Los dientes del tiburón, de François Boucq
Hace un siglo, la corriente surrealista surgió en París. Rápidamente, este movimiento cultural transformaría a las artes plásticas, a la poesía e incluso al cine; desde luego, el surrealismo se desbordaría por doquier, sobrepasando los límites geográficos franceses, y alcanzando hasta los rincones más ignotos del planeta. Desde un inicio, hubo una estrecha relación entre surrealismo e imagen (cuadro, grabado, ilustración, etc.), Lógicamente, los cómics también se inspiraron en esta novedosa corriente; por ejemplo, algunas de las grandes obras del noveno arte de principios del siglo XX (“Little Nemo in Slumberland”, de Winsor McKay) destacan gracias a su innegable tono surrealista.
Evidentemente, a lo largo de las décadas, la bande dessinée francesa también se sumaría a la revolución surrealista, con increíbles resultados. De hecho, “Les dents du recoin” (“Los dientes del tiburón”) sería uno de los trabajos más originales, inteligentes, divertidos y atrevidos que he leído en mi vida. François Boucq, uno de los mejores guionistas y dibujantes de Francia, decidió narrar las peculiares aventuras de Jérôme Moucherot (Jerónimo Puchero), una fiera con forma de hombre, un vendedor de seguros con piel de leopardo, que debe sobrevivir en la jungla urbana e imposible de un mundo que parece haber sufrido algún indescriptible cataclismo.
Boucq nos ofrece con maestría una doble ración de humor; por un lado, a nivel gráfico, tenemos escenas hilarantes, y a nivel netamente narrativo, tenemos conversaciones desopilantes entre el protagonista y sus colegas de trabajo, todos vendedores de seguros, mientras pelean con los otros animales que visitan el bar de su preferencia.
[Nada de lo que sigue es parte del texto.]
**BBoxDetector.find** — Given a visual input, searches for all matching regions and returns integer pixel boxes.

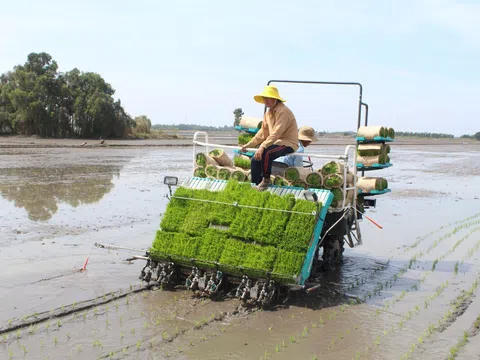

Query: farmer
[275,126,317,168]
[242,85,298,191]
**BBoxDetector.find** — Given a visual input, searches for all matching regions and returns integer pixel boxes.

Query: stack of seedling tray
[356,126,395,196]
[234,116,262,158]
[149,177,333,284]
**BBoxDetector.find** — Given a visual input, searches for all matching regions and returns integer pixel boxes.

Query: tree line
[0,52,151,138]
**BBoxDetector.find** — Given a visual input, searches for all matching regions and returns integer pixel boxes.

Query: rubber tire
[322,237,345,271]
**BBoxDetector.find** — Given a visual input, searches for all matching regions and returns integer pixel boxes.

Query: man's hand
[253,146,265,160]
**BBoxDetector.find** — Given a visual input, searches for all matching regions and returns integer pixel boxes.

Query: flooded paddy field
[0,144,480,359]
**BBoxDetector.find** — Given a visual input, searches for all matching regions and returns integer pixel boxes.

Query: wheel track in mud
[0,214,480,356]
[346,227,480,359]
[183,214,480,358]
[258,215,480,360]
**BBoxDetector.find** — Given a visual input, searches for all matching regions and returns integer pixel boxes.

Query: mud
[0,139,480,359]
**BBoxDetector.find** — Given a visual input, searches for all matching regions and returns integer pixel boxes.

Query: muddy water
[0,145,480,359]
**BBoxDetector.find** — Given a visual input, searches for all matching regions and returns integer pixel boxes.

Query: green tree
[233,108,243,126]
[0,52,135,138]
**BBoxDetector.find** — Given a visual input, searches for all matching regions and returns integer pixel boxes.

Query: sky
[0,0,480,136]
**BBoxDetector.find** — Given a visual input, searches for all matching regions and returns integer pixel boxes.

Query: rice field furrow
[401,276,480,360]
[255,221,480,357]
[355,228,480,358]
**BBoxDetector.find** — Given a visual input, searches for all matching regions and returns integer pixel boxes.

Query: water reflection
[0,165,122,221]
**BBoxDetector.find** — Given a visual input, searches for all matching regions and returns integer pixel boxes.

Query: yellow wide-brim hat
[253,85,287,104]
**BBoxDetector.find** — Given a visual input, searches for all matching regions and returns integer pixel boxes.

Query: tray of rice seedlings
[193,166,207,178]
[149,179,331,284]
[357,126,395,143]
[235,116,263,134]
[357,154,392,170]
[209,149,233,167]
[357,176,391,195]
[357,144,390,156]
[233,155,251,170]
[323,174,343,189]
[273,175,289,186]
[195,152,218,168]
[150,230,199,265]
[240,243,277,276]
[288,180,308,189]
[208,181,252,226]
[205,165,220,179]
[179,189,217,236]
[330,188,343,208]
[230,167,247,182]
[253,194,295,246]
[238,133,255,145]
[272,249,305,282]
[279,199,321,253]
[191,228,228,269]
[217,167,234,180]
[233,149,255,158]
[283,166,311,182]
[230,187,273,240]
[321,161,345,178]
[305,171,323,189]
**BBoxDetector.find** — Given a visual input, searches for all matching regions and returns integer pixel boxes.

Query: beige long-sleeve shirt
[244,102,298,151]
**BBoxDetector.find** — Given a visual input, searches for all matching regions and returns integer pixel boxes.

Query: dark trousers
[250,145,294,185]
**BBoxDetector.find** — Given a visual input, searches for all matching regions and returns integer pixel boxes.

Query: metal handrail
[192,131,357,212]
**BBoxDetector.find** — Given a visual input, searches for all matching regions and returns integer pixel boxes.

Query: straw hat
[253,85,287,104]
[298,126,317,142]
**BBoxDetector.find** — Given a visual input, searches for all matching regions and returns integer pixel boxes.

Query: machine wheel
[322,236,345,271]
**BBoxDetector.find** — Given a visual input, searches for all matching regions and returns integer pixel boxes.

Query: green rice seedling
[453,261,459,275]
[241,244,277,273]
[302,326,308,337]
[233,156,251,170]
[279,200,321,253]
[208,180,252,226]
[230,169,247,182]
[230,184,273,240]
[193,166,207,178]
[92,340,102,347]
[219,239,246,269]
[323,174,343,189]
[238,133,255,145]
[253,195,295,246]
[217,168,232,180]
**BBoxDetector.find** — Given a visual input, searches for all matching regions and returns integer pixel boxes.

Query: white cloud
[419,0,480,48]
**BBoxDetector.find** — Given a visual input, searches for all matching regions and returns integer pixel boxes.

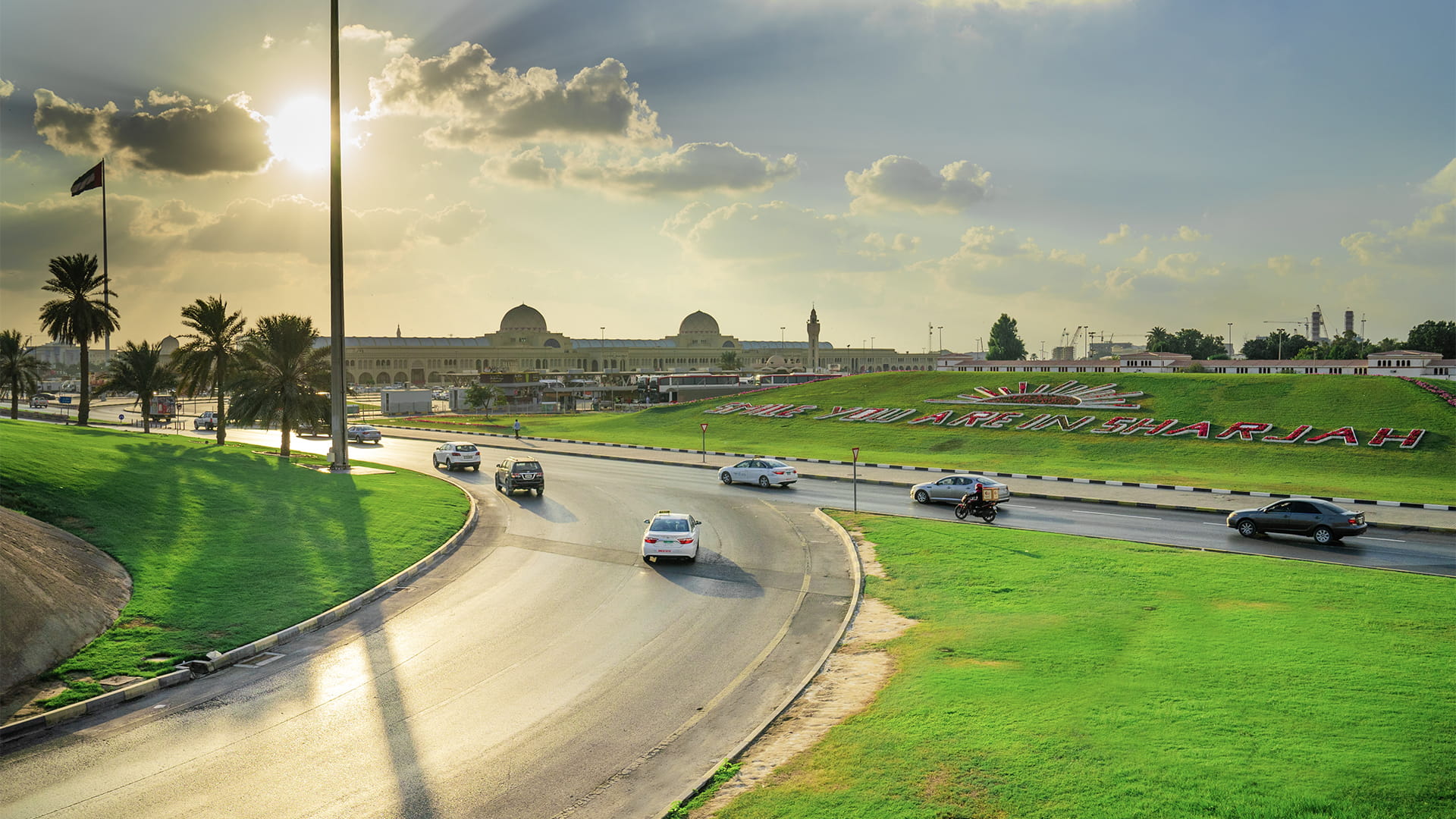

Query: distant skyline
[0,0,1456,354]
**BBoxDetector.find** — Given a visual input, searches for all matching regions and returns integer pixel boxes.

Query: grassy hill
[399,373,1456,504]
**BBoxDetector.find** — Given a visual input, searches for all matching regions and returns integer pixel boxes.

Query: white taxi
[642,509,701,563]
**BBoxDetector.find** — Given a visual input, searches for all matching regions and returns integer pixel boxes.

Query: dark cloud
[35,89,272,177]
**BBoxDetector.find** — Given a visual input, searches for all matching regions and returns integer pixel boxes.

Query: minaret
[808,307,818,373]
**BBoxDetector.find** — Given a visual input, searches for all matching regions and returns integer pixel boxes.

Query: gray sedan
[1226,498,1366,544]
[910,475,1010,503]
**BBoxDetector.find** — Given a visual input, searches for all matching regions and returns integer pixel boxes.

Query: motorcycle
[956,497,996,523]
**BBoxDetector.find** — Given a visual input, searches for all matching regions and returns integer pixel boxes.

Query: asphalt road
[0,419,1456,817]
[0,430,853,817]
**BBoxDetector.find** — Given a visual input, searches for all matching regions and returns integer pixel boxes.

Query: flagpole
[100,156,111,353]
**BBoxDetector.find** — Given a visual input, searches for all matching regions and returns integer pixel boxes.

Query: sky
[0,0,1456,357]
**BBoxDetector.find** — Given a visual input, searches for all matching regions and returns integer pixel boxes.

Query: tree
[986,313,1027,362]
[173,296,247,444]
[1405,321,1456,359]
[464,381,505,421]
[41,253,121,427]
[1147,326,1174,353]
[102,341,177,433]
[0,329,41,419]
[228,313,329,457]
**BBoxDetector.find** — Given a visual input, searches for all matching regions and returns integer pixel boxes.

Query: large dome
[500,305,546,332]
[677,310,720,335]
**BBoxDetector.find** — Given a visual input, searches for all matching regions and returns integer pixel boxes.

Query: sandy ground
[0,509,131,720]
[693,531,916,819]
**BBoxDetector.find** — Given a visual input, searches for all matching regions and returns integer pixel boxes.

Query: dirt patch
[693,532,916,819]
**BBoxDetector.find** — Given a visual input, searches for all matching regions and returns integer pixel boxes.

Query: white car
[642,509,701,561]
[718,457,799,487]
[910,475,1010,503]
[434,440,481,472]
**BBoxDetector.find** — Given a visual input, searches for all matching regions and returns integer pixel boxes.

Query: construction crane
[1264,319,1309,338]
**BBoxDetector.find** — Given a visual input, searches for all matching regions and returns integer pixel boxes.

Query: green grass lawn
[394,373,1456,504]
[719,513,1456,819]
[0,421,470,705]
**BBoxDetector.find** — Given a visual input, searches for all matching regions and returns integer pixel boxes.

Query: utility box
[378,389,434,416]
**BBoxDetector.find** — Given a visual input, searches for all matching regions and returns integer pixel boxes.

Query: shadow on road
[646,549,763,598]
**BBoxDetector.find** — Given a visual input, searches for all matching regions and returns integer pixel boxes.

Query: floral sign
[704,381,1426,449]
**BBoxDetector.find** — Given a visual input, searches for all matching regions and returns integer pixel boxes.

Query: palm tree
[1147,326,1174,353]
[228,313,329,457]
[102,341,177,433]
[172,296,247,444]
[41,253,121,427]
[0,329,41,419]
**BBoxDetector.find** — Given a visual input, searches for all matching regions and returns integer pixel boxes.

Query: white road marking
[1072,509,1162,520]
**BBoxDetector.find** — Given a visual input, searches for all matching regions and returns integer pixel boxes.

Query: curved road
[0,419,1456,817]
[0,431,853,817]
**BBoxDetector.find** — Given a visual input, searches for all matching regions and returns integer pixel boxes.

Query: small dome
[500,305,546,332]
[677,310,722,335]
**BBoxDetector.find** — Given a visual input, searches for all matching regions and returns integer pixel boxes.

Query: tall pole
[329,0,350,469]
[102,156,111,353]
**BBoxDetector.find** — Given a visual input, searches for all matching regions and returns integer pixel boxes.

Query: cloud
[1420,159,1456,196]
[1339,198,1456,265]
[927,0,1130,11]
[131,87,192,111]
[845,156,992,214]
[1098,224,1133,245]
[339,24,415,54]
[369,42,667,152]
[35,89,271,177]
[568,143,799,196]
[188,196,485,262]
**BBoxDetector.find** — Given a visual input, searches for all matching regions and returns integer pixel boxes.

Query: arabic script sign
[703,381,1426,449]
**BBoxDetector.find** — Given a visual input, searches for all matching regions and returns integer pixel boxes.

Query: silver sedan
[910,475,1010,503]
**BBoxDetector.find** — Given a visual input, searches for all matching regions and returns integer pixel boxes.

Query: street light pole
[328,0,350,471]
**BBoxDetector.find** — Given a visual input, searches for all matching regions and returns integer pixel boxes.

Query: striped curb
[0,478,481,745]
[393,427,1456,512]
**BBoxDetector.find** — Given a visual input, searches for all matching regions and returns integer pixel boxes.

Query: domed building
[336,305,935,386]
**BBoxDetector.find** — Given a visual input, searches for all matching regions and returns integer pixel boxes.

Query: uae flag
[71,158,106,196]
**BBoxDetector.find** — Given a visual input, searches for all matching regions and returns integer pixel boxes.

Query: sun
[268,96,331,171]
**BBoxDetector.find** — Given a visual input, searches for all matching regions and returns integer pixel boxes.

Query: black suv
[495,457,546,497]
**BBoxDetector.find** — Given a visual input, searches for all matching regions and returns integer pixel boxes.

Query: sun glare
[268,96,329,171]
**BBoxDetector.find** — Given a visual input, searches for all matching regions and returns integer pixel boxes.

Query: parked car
[344,425,384,443]
[432,440,481,472]
[910,475,1010,503]
[1226,498,1367,544]
[642,509,701,561]
[495,456,546,497]
[718,457,799,487]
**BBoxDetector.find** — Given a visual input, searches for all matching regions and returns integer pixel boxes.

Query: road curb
[663,507,864,819]
[0,472,481,748]
[386,424,1456,512]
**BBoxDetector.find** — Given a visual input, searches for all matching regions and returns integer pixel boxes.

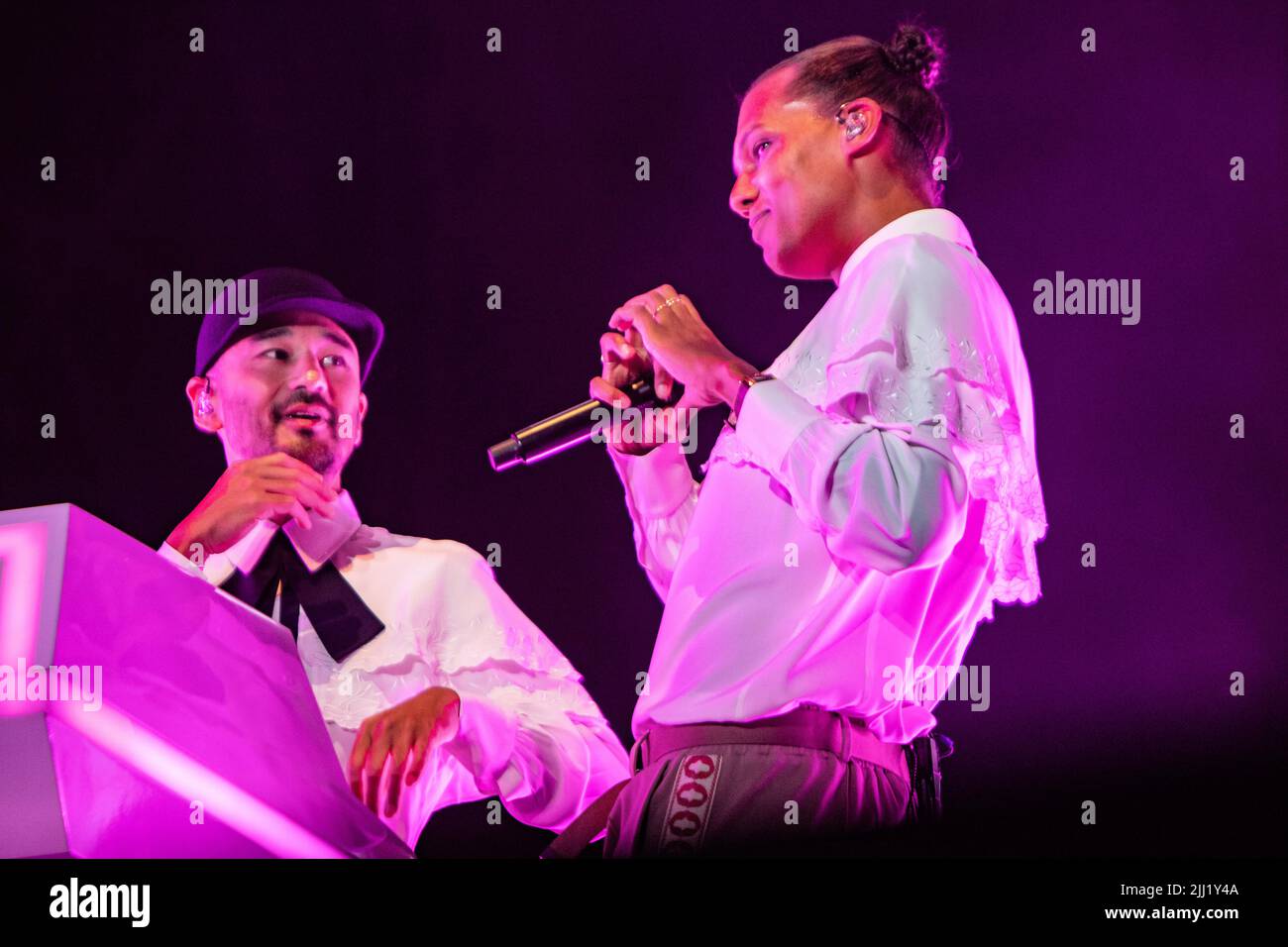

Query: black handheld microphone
[486,377,664,471]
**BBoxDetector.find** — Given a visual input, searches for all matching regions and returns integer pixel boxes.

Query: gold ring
[653,296,680,317]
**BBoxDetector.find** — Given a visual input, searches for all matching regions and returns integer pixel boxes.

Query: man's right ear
[185,376,224,434]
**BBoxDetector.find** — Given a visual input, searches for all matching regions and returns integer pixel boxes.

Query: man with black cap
[160,268,627,847]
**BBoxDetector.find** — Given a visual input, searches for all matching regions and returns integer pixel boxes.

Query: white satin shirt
[159,489,628,848]
[608,209,1046,743]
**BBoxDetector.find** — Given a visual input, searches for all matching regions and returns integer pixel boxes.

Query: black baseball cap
[193,266,385,384]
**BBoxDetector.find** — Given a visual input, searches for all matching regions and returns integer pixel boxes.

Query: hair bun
[883,23,944,89]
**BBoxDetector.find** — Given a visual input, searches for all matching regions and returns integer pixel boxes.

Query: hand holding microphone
[592,283,756,408]
[488,283,756,471]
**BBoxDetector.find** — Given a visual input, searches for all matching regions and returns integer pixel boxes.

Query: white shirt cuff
[738,378,823,473]
[606,438,700,519]
[158,543,205,578]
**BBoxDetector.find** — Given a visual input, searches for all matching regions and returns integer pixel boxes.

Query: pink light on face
[49,701,345,858]
[0,522,48,716]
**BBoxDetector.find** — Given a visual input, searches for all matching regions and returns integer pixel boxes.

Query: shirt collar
[837,207,978,286]
[224,489,362,573]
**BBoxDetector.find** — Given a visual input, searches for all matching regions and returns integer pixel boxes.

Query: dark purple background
[0,3,1288,854]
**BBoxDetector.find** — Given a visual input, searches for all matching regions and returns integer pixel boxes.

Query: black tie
[219,530,385,661]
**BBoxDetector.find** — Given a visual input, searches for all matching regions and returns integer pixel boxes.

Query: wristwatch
[725,372,774,428]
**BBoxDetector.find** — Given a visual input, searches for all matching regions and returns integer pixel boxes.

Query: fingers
[385,729,411,817]
[362,723,390,815]
[407,733,429,786]
[590,377,631,408]
[256,475,336,517]
[349,719,374,798]
[599,333,648,388]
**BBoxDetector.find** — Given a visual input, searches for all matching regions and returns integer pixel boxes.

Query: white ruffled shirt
[159,491,630,848]
[609,209,1046,743]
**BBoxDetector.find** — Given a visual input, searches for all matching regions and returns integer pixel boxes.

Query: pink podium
[0,504,412,858]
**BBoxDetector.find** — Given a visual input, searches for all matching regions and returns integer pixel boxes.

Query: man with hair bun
[549,25,1046,856]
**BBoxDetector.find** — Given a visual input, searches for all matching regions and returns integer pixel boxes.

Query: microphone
[486,377,664,471]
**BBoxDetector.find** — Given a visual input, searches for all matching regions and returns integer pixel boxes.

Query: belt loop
[628,730,648,776]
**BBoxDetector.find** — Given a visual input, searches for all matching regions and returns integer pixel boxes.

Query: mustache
[277,398,335,420]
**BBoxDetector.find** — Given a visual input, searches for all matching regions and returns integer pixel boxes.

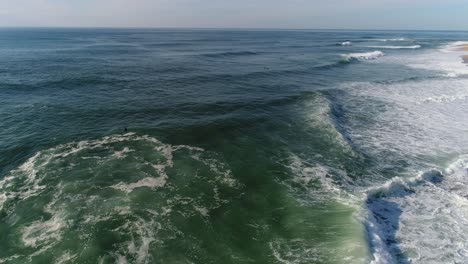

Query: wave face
[0,29,468,264]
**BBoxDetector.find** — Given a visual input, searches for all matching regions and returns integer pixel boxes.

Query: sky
[0,0,468,30]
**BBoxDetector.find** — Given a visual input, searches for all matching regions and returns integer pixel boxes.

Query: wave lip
[368,45,421,49]
[342,50,385,62]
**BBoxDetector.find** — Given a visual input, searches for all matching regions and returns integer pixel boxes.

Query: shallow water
[0,29,468,264]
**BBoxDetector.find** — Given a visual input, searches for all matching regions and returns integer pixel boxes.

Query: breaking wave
[0,133,240,263]
[342,50,385,62]
[366,157,468,264]
[368,45,421,49]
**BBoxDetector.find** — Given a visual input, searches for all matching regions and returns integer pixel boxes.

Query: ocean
[0,28,468,264]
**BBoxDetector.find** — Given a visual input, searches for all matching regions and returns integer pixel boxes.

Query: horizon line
[0,25,468,32]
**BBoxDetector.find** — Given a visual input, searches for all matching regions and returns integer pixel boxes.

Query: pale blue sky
[0,0,468,30]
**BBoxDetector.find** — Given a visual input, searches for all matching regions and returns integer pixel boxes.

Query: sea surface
[0,28,468,264]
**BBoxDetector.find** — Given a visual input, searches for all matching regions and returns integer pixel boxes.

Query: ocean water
[0,29,468,264]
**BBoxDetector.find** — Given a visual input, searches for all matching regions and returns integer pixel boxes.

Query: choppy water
[0,29,468,264]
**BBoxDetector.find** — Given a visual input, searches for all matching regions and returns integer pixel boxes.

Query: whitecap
[367,45,421,49]
[111,177,167,193]
[342,50,385,62]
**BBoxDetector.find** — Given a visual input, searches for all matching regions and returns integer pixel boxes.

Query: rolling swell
[201,51,261,58]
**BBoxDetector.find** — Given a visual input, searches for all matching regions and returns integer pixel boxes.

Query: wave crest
[342,50,385,62]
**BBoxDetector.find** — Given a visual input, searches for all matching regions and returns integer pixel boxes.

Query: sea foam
[342,50,385,62]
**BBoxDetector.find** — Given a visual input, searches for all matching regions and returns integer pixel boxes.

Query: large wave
[366,157,468,264]
[0,133,240,263]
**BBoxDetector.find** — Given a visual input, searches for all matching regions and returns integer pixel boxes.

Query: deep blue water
[0,29,468,263]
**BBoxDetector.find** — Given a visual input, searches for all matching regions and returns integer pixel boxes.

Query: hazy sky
[0,0,468,30]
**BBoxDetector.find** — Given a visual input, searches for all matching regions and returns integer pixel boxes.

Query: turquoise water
[0,29,468,264]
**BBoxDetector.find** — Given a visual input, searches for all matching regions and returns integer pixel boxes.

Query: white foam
[21,211,66,248]
[111,177,167,193]
[367,157,468,264]
[367,45,421,49]
[194,206,210,217]
[375,38,411,42]
[384,39,468,78]
[112,147,134,159]
[55,252,78,264]
[342,50,385,61]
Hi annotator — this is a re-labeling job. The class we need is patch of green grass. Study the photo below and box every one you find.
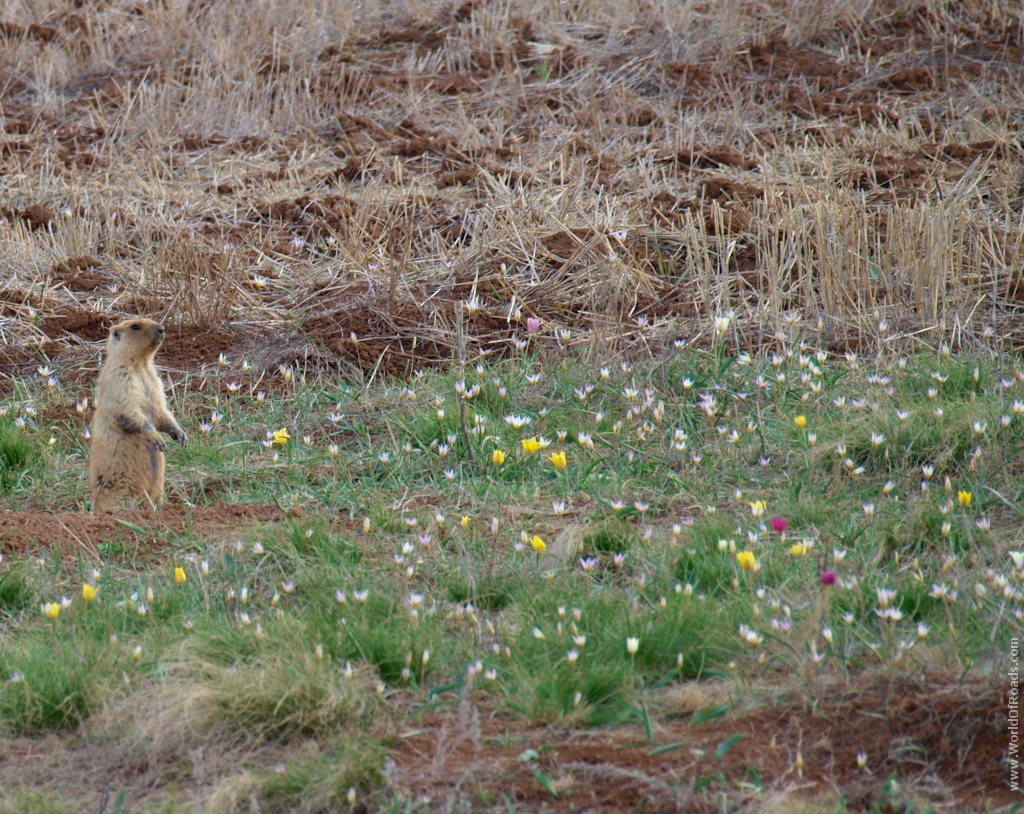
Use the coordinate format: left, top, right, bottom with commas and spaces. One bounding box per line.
0, 421, 42, 491
0, 563, 35, 615
0, 631, 111, 734
0, 787, 82, 814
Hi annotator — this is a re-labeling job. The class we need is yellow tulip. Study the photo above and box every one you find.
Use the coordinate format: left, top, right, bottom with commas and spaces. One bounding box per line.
522, 438, 541, 455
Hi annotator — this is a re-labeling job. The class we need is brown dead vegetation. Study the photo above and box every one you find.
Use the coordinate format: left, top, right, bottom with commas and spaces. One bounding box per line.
0, 0, 1024, 382
0, 0, 1024, 375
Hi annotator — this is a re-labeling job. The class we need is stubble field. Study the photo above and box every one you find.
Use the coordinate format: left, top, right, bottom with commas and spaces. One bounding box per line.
0, 0, 1024, 814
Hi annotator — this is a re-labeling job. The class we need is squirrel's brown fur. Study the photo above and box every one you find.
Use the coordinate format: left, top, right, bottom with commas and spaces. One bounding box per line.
89, 319, 188, 511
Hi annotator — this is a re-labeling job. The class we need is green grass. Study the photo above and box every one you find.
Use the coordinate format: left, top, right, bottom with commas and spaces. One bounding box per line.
0, 351, 1024, 811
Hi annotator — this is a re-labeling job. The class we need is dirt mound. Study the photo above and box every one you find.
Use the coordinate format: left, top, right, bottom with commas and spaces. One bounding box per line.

Como toda fiera, Jerónimo espanta fácilmente a los herbívoros (retratados como atletas veganos de poco coraje), pero él mismo también debe enfrentarse a poderosos depredadores o simplemente a criaturas tan depravadas como las tribus de pitufos nómades, capaces de descuartizar y devorar un dinosaurio entero en cuestión de minutos, o de “destripar” las carteras de inofensivas ancianitas.
Boucq emplea todos los elementos a su disposición para generar una retahíla de carcajadas en el lector, y sus diálogos absurdos pero tremendamente ingeniosos, sazonados con un estupendo sentido del humor, nos harán recordar a grandes dramaturgos francófonos como Eugène Ionesco. Cuando Jerónimo Puchero llega su hogar, es recibido por una amorosa esposa y por tres cariñosos hijos, quienes degustan un gigantesco filete de mastodonte (comprado por la esposa en el supermercado, aprovechando una oferta). No obstante, la sangre de este animal antediluviano atrae a un peligrosísimo tiburón que navega por las paredes azules del comedor.
Cuando el tiburón engulle al hijo menor de Jerónimo Puchero y se sumerge en la pared, el desesperado padre de familia busca ayuda; es así como acude al departamento de su vecino Leonard De Vinci, un erudito, un científico renacentista, un inventor, y un hombre que goza al danzar con su joven ayudante, a quien vestirá únicamente con unas pocas prendas íntimas. Jerónimo Puchero invade la intimidad del maestro Leonard, pero el sabio decide brindarle su apoyo.
Ese es el comienzo de una delirante travesía, rica en elementos fantásticos y oníricos. Boucq despliega ante nuestros ojos un verdadero banquete visual, asumiendo la fuerza central del surrealismo y repotenciándolo con el absurdo literario. El extraordinario arte de Boucq exuda vitalidad y una belleza demencial que nos sorprende y nos atrae a la vez. Observar al protagonista cruzando los mares imposibles de la dimensión de las paredes es un auténtico deleite. Hay páginas preciosas, inolvidables, que nos sobrecogen de manera especial, y en todo momento, sentimos la destreza y el dominio gráfico absoluto de tan excelente artista.